2.Inhoudelijke beoordeling
2.1.Op deze zaak is, gelet op het overgangsrecht van deel C, artikel 1, van de Wet aanpassing bestuursprocesrecht, de Algemene wet bestuursrecht van toepassing zoals deze wet luidde tot en met 31 december 2012. Het in beroep bestreden besluit is namelijk bekend gemaakt vóór 1 januari 2013.
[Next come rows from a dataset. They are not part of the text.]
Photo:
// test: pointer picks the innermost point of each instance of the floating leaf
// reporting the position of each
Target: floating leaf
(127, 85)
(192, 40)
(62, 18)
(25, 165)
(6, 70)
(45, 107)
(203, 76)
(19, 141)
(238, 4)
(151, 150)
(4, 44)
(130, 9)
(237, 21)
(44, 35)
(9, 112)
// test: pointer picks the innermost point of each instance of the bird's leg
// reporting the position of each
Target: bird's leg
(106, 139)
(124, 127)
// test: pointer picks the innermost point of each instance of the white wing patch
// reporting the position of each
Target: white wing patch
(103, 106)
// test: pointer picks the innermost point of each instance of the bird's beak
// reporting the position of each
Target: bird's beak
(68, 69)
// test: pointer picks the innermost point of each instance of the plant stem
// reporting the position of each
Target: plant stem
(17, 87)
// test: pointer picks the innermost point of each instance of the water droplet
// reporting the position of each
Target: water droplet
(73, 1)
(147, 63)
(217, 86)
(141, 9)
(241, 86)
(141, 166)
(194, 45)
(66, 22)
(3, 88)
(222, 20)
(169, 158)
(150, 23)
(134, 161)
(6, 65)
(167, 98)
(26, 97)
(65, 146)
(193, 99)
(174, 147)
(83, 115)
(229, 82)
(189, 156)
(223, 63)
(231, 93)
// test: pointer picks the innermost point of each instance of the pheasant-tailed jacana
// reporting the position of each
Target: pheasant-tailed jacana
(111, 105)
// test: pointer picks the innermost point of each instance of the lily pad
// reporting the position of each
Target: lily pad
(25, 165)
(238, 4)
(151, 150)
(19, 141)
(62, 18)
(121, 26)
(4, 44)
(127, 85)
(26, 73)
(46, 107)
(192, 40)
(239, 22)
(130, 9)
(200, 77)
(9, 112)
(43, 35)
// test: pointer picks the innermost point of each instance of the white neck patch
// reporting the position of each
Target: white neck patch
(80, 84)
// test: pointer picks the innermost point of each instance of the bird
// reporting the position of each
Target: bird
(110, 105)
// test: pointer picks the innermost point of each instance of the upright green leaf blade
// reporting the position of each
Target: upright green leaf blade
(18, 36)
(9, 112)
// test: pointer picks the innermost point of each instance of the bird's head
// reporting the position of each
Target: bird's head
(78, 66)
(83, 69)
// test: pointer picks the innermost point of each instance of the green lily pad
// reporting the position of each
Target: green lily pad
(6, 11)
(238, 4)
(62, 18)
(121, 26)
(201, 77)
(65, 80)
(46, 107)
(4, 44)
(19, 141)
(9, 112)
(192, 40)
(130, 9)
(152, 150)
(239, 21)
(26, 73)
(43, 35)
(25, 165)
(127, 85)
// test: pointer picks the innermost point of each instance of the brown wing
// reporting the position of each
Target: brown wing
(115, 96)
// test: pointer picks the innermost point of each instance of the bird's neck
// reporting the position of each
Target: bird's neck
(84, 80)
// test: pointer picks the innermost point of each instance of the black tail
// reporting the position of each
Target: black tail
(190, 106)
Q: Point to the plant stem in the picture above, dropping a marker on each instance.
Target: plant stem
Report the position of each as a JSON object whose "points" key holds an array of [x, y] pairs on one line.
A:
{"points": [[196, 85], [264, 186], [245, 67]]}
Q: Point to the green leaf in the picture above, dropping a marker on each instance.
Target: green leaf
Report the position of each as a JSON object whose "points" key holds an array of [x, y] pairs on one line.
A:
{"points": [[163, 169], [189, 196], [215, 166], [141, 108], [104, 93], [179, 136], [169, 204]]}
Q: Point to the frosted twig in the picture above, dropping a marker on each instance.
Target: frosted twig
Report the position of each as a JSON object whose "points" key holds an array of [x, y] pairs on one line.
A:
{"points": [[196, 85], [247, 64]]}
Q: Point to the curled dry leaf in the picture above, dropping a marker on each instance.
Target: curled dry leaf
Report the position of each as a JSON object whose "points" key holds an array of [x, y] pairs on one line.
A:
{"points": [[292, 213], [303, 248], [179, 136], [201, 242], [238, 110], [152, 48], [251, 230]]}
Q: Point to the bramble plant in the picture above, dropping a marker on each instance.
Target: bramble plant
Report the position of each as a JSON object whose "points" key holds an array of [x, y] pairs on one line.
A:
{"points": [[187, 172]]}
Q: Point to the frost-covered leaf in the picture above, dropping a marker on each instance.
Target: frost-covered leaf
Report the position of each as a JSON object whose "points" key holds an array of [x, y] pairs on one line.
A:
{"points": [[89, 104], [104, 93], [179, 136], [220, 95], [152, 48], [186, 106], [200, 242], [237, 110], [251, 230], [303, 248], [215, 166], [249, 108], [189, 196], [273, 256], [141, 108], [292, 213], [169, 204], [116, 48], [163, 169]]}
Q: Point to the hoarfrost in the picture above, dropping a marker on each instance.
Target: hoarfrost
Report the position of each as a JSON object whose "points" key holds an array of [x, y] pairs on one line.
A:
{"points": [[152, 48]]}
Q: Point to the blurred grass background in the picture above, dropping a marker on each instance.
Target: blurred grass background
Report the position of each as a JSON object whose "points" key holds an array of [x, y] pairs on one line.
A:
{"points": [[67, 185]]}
2.2.De rechtbank stelt allereerst vast dat er in deze zaak onduidelijk is wanneer eiser precies een aanvraag tot wijziging heeft gedaan. Er is niet gebleken van een melding en er zit geen aanvraagformulier in het dossier. Volgens eiser is waarschijnlijk begin mei 2011 mondeling verzocht om aanpassing van de norm en dient in elk geval per 1 juni 2011 de uitkering te worden gewijzigd. Volgens verweerder lijkt het erop dat geen schriftelijke aanvraag is gedaan maar dat er rond december 2011 is gesproken over de wijziging. De rechtbank stelt vast dat beide partijen de datum van de aanvraag niet met schriftelijke stukken kunnen onderbouwen. Ter zitting heeft verweerder wel een gespreksnotitie van 15 december 2011 overgelegd, waaruit blijkt dat telefonisch is gesproken over de toeslag voor het co-ouderschap. De rechtbank zal deze gespreksnotitie, bij gebrek aan een aanvraagformulier of enig ander bewijsmiddel, als aanvraag kwalificeren. De rechtbank gaat er daarom van uit dat ter beoordeling voorligt de periode vanaf 15 december 2011 tot en met 15 februari 2012 (de datum van het primaire besluit). Nu eiser heeft aangevoerd dat er al vanaf 1 juni 2011 sprake is van co-ouderschap, vat de rechtbank het verzoek mede op als een aanvraag om wijziging van de bijstand met terugwerkende kracht.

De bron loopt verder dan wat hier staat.